Birmingham and Midlands Conurbation
Birmingham is a city and metropolitan borough in the West Midlands county of England. It is the most populous British city outside London, with over 1 million inhabitants, and lies at the heart of the West Midlands conurbation, the United Kingdom’s second most populous urban area with a population of nearly 3 million. Birmingham’s metropolitan area, which includes surrounding towns to which it is closely tied through commuting, is also the United Kingdom’s second most populous with a population of 3.7m
The city grew from a medium-sized market town throughout the medieval period, to international prominence in the 18th century at the heart of the Midlands Enlightenment and subsequent Industrial Revolution, which saw the town at the forefront of worldwide developments in science, technology and industrial organisation, producing a series of innovations that laid many of the foundations of modern industrial society. By 1791 it was being hailed as “the first manufacturing town in the world”. Birmingham’s distinctive economic profile, with thousands of small workshops practicing a wide variety of specialised and highly-skilled trades, encouraged exceptional levels of creativity and innovation, and provided a diverse and resilient economic base for an industrial prosperity that was to last into the final quarter of the 20th century. Many of these individual workshops still flourish and others have been converted into appealing residential units with good proximity to the city centre. The resulting high level of social mobility from this rapid growth also fostered a culture of broad-based political radicalism that under leaders from Thomas Attwood to Joseph Chamberlain was to give it a political influence unparalleled in Britain outside London, and a pivotal role in the development of British democracy.
Today Birmingham is a major international commercial centre, ranked as a gamma- world city by the Globalization and World Cities Research Network; and an important transport, retail and conference hub. With a city GDP of $90m its urban economy is the second largest in the UK and the 72nd largest in the world. There has been significant investment in urban regeneration and the city centre now provides a cosmopolitan high quality living environment with access to a very wide range of the very best in retail, entertainment, restaurants and hotels.

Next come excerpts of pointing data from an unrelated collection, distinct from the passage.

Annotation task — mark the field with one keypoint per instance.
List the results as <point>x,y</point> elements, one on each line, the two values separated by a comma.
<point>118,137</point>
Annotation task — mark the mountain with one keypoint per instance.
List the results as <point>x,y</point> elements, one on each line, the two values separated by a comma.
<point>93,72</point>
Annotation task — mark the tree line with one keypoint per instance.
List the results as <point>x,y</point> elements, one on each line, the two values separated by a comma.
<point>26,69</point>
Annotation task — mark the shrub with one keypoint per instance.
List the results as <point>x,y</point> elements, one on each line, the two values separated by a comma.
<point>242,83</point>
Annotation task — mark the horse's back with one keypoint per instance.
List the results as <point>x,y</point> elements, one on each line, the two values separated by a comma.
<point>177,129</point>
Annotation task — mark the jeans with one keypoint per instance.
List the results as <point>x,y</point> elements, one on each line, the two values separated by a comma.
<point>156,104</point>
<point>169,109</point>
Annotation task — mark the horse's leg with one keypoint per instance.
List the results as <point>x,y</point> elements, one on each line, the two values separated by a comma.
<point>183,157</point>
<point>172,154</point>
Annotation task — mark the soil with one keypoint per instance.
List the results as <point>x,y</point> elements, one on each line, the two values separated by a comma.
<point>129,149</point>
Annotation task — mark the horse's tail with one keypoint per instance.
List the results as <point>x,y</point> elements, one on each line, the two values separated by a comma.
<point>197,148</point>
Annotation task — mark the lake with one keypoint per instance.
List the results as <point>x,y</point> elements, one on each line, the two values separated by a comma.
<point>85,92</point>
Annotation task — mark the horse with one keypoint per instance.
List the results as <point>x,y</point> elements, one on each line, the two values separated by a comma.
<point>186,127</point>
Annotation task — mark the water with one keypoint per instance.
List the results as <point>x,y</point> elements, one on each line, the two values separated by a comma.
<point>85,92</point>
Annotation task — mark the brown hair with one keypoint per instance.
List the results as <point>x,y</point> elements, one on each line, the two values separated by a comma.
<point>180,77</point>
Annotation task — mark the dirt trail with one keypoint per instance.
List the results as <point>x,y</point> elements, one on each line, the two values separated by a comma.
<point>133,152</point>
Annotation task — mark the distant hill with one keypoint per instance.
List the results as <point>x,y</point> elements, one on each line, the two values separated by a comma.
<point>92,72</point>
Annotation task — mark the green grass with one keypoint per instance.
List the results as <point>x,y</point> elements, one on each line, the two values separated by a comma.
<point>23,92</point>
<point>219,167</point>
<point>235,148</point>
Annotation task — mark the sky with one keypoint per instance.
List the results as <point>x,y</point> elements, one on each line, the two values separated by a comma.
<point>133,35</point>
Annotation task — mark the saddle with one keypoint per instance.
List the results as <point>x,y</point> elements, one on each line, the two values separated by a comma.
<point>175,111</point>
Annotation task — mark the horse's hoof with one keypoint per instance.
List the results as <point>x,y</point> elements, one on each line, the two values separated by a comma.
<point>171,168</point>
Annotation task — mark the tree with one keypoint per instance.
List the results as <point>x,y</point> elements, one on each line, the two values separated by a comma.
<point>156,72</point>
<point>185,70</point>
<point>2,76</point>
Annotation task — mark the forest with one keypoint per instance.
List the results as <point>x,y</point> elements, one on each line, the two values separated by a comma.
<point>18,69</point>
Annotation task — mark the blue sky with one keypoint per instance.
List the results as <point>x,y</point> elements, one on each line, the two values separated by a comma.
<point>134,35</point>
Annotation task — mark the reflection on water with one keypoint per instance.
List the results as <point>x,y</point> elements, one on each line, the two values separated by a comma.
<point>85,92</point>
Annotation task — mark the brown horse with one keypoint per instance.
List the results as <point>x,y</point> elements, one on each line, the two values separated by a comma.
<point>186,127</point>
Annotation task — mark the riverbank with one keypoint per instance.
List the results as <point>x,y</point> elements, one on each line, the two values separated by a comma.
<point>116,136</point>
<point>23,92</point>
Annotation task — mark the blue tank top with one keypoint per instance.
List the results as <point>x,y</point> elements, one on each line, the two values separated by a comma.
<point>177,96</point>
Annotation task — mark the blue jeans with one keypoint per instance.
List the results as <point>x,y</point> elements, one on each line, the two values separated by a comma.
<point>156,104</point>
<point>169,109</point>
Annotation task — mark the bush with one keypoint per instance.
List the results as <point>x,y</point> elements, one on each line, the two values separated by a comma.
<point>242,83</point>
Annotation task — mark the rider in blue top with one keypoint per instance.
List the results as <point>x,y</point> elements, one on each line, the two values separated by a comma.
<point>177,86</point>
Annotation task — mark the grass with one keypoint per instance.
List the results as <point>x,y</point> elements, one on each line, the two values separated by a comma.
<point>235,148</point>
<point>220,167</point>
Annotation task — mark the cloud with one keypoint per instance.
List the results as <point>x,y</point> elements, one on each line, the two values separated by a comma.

Birmingham’s three universities and two university colleges make it the largest centre of higher education in the United Kingdom outside London, and its major cultural institutions, including the City of Birmingham Symphony Orchestra, the Birmingham Royal Ballet and the Barber Institute of Fine Arts, enjoy international reputations. Other cities and towns making up the conurbation include: Wolverhampton, West Bromwich, Kings Norton, Walsall, Stourbridge and Solihull.